Why is it important for you to keep the traditions surrounding Appalachian music alive?
It’s very important to me that my music sounds like me and where I’m from. I believe it does in many ways. My family comes from the humble beginnings of working the West Virginia land and being taught what really matters in life, from an early age. My father was a coal miner and my mother was a schoolteacher. I grew up hunting, fishing, and playing sports, living a pretty traditional homespun life.
But I want the songs to sound unique. I don’t want to copy what other folks are doing or have done. Someone who is a die-hard traditionalist might think otherwise but that’s ok. They have every right. They can write ’em and sing them however they like, same as I do.
What was your favourite song to write on How the Mighty Fall?
It’s really hard to narrow something like that down. The most unexpected song on the album was ‘Cranes of Potter’. I never could have foreseen writing that story and that song until it almost fell into my lap from the world. It's kind of an interesting story with how it came to be...
A few years ago, I was headed to the studio, where I record and rehearse with my band. I think this was for rehearsal for Mountain Stage. I'm driving in Potter township, in Pennsylvania, and I'm just about to get to the higher river when I see this huge skyline and hundreds of cranes to my left, and I've never seen anything like it, it was a profound sight.
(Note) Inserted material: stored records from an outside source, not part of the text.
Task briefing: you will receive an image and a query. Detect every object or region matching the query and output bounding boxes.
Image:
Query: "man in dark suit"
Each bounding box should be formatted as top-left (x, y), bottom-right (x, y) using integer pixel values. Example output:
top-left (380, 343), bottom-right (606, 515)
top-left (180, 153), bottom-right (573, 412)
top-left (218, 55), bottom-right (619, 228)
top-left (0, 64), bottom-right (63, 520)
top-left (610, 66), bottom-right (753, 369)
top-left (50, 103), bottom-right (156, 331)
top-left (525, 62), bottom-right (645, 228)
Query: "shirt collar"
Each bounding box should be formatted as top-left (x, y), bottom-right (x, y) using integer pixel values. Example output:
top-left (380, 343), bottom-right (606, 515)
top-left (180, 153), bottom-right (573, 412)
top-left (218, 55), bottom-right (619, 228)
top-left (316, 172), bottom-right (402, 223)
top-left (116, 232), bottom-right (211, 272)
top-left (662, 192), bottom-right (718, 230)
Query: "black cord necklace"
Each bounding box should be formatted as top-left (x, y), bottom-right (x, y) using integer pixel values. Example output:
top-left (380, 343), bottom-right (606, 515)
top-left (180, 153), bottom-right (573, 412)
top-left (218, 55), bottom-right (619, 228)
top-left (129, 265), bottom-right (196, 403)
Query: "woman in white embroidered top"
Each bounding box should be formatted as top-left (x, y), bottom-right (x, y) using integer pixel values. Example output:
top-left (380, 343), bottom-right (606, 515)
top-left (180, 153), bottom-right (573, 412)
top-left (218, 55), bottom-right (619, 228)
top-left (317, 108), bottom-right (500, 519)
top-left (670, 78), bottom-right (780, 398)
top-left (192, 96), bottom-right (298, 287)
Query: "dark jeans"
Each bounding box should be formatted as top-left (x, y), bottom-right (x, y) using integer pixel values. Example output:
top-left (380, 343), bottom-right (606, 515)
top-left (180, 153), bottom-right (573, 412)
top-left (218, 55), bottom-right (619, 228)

So when I got to the studio, I asked my guys what was going on over there by the river. They explained that someone was building this new cracker plant, which is where they break down natural gas and the different compounds to do different things, to make different things. Then they told me this really interesting story about when they were breaking ground for the plant, they found a body. So they called the police out and they processed the scene.
I think everybody might've been under the assumption that they just stumbled upon, maybe, a cold case body, you know? And the thing is, when they dated the bones, turns out the bones were 150 years old. Nobody had any idea, you know, who they belonged to or who it was. So, the next day I started, you know, fantasizing about the story behind that and who those bones belonged to. I came up with the character Claire and that saga of love and tragedy, 'Cranes of Potter'.
Who would be your dream collaboration?
I’d love to write one or sing one with Chris Knight. I believe he’s one of the best to have ever done this and I don’t think he gets the credit he deserves.
You can expect to see me out on the road a decent amount in the middle part of next year putting on one hell of a show!